We compare eight different statistical classification methods for our analysis, for details we suggest see the cited references. Two linear models: Logistic Regression (Agresti, 2002) and Elastic Net (Friedman et al., 2010). Three non-linear models: Neural Networks (Bishop, 2009), Support Vector Machines (Cortes and Vapnik, 1995; Vapnik, 1996) and Naïve Bayes (Rish, 2001). And finally, three classification algorithms: CART (Shannon, 1948, Breiman et al., 1984, Therneau and Atkinson, 2019), C5.0 (Quinlan, 1992; Kuhn and Johnson, 2013, Kuhn and Quinlan 2018) and Random Forest (Breiman, 2001).
4.Results
4.1 Model selection
As a first step, we compared the models pointed above. Our prioritization is based on empirical instead of statistical criteria such as the one proposed by Bengio and Grandvalet (2004) and Bouckaert (2004). Considering only the ROC criteria, the best model was the rule model based on the C5.0 algorithm, followed by the Random Forest as can be seen in Figure 2.
4.2 Model tuning
As a second step, once the C5.0 algorithm was selected, instead of using a 70/30 mix for training and testing, data was split into training (80 %) and test (20 %) sets to carry out fine tuning of the model (Alberg, 2015, June 14). Given the significant imbalance present in the data, the 80/20 percent split was done utilizing stratified sampling to ensure that in both, the training set and test set, the proportion of homicides was approximately 3.62 %. Given this class unbalance, as done during the model selection stage, training for each fold and repetition, was done down-balancing the data in the subset used for training, so that the number of observations belonging to both classes were approximately the same. The tuning parameters were the number of boosting iterations (trials), with or without variable selection (winnow) and tree or rules. The objective of the tuning process is to maximize the area under the ROC curve.

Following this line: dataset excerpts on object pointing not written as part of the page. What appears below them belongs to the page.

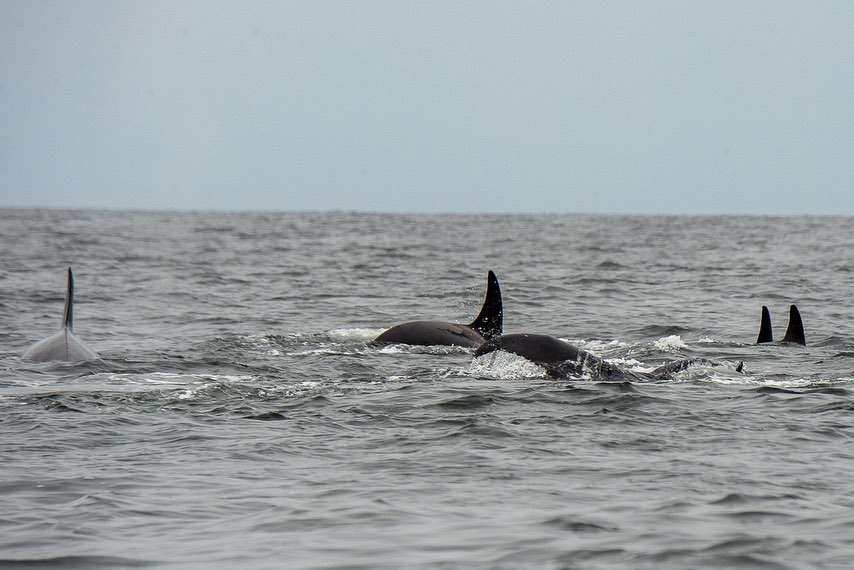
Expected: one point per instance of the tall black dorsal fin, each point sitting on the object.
(795, 330)
(68, 318)
(489, 323)
(764, 327)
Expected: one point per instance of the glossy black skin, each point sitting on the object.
(563, 360)
(794, 330)
(487, 325)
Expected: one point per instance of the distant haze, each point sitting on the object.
(625, 107)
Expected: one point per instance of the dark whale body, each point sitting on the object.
(794, 330)
(564, 360)
(63, 346)
(487, 325)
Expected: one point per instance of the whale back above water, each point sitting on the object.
(794, 330)
(488, 324)
(63, 346)
(563, 360)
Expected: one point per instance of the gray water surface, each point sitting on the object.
(238, 415)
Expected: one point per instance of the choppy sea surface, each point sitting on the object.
(239, 417)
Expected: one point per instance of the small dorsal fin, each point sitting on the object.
(489, 323)
(795, 330)
(764, 327)
(68, 318)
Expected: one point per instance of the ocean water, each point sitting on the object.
(238, 416)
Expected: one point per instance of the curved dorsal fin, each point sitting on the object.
(764, 327)
(68, 318)
(489, 323)
(795, 330)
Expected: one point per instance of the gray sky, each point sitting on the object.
(601, 106)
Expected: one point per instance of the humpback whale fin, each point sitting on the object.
(489, 323)
(68, 318)
(764, 327)
(795, 330)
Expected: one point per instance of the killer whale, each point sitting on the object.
(794, 330)
(564, 360)
(488, 324)
(63, 346)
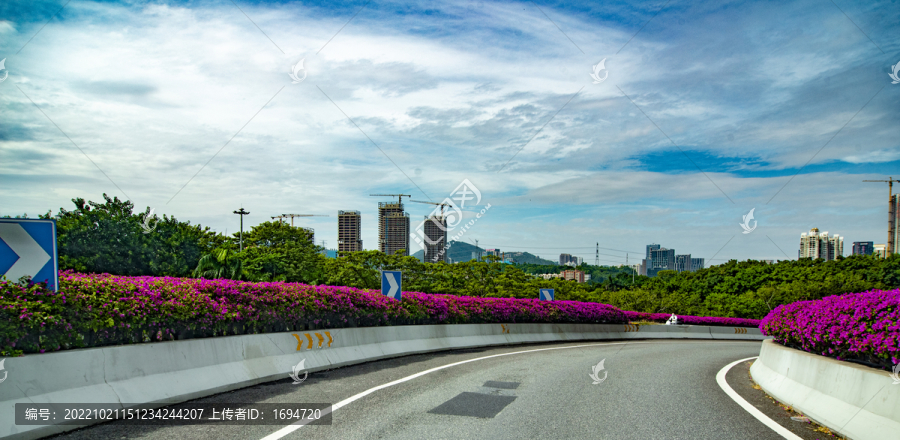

The tuning grid consisted of 25, 50, 75 and 100 trials, variable selection (yes / no) and type of model (tree/rules) yielding a total of 16 combinations of the hyperparameters. The ten-fold cross-validation procedure is repeated 3 times, resulting in 30 estimates of the area under the ROC curve for each of the 16 combinations of the tuning parameters. This process led us to a best model with 100 boosting iterations (trials), without variable selection and rules generation. Since this final model provided 30 estimates of the area under the curve, these were used to assess its variability, yielding a mean AUC of 93.14% (sd 0.16 %); a sensitivity of 85.00% (sd 0.37 %); and specificity of 88.32% (sd 0.52 %). The overall results are shown in Figure 3, while the top ten results are shown in Table 2.
Model Type | Variable Selection (winnow) | Trials | ROC (%) | Sensitivity (%) | Specificity (%) | ROCSD (%) | SensSD (%) | SpecSD (%) |
rules | FALSE | 100 | 93.14 | 85.00 | 88.32 | 0.16 | 0.37 | 0.52 |
rules | FALSE | 75 | 93.12 | 84.85 | 88.43 | 0.15 | 0.37 | 0.54 |
tree | FALSE | 100 | 93.11 | 84.68 | 88.54 | 0.13 | 0.11 | 0.29 |
rules | FALSE | 50 | 93.08 | 84.88 | 88.33 | 0.14 | 0.34 | 0.56 |
tree | FALSE | 75 | 93.06 | 84.80 | 88.38 | 0.14 | 0.12 | 0.32 |
tree | TRUE | 100 | 93.04 | 84.43 | 88.71 | 0.16 | 0.31 | 0.52 |
tree | TRUE | 75 | 93.04 | 84.46 | 88.69 | 0.15 | 0.33 | 0.51 |
tree | TRUE | 50 | 93.01 | 84.49 | 88.61 | 0.15 | 0.37 | 0.56 |
tree | FALSE | 50 | 92.99 | 84.74 | 88.32 | 0.14 | 0.15 | 0.34 |
rules | TRUE | 100 | 92.98 | 84.69 | 88.28 | 0.19 | 0.56 | 0.72 |
The final model was then used to predict homicides in the test data set (20 % of the complete data set). The results are presented in the Confusion Matrix in Table 3, and the ROC curve is presented in Figure 4. The following statistics were obtained: AUC 93.23 %, accuracy 85.00 %, sensitivity 88.73 % and specificity 84.86 %.
Reference | |||
Prediction | Not homicide | Homicide | |
Not homicide | 437,362 | 2,183 | |
Homicide | 78,046 | 17,185 |
4.3 DOE to Estimate the Effects of Key Factors Influencing Homicides
The third step in our approach is to estimate the effect of key factors influencing homicides. The factors in Figure 5 were found to be the most important factors in the final model.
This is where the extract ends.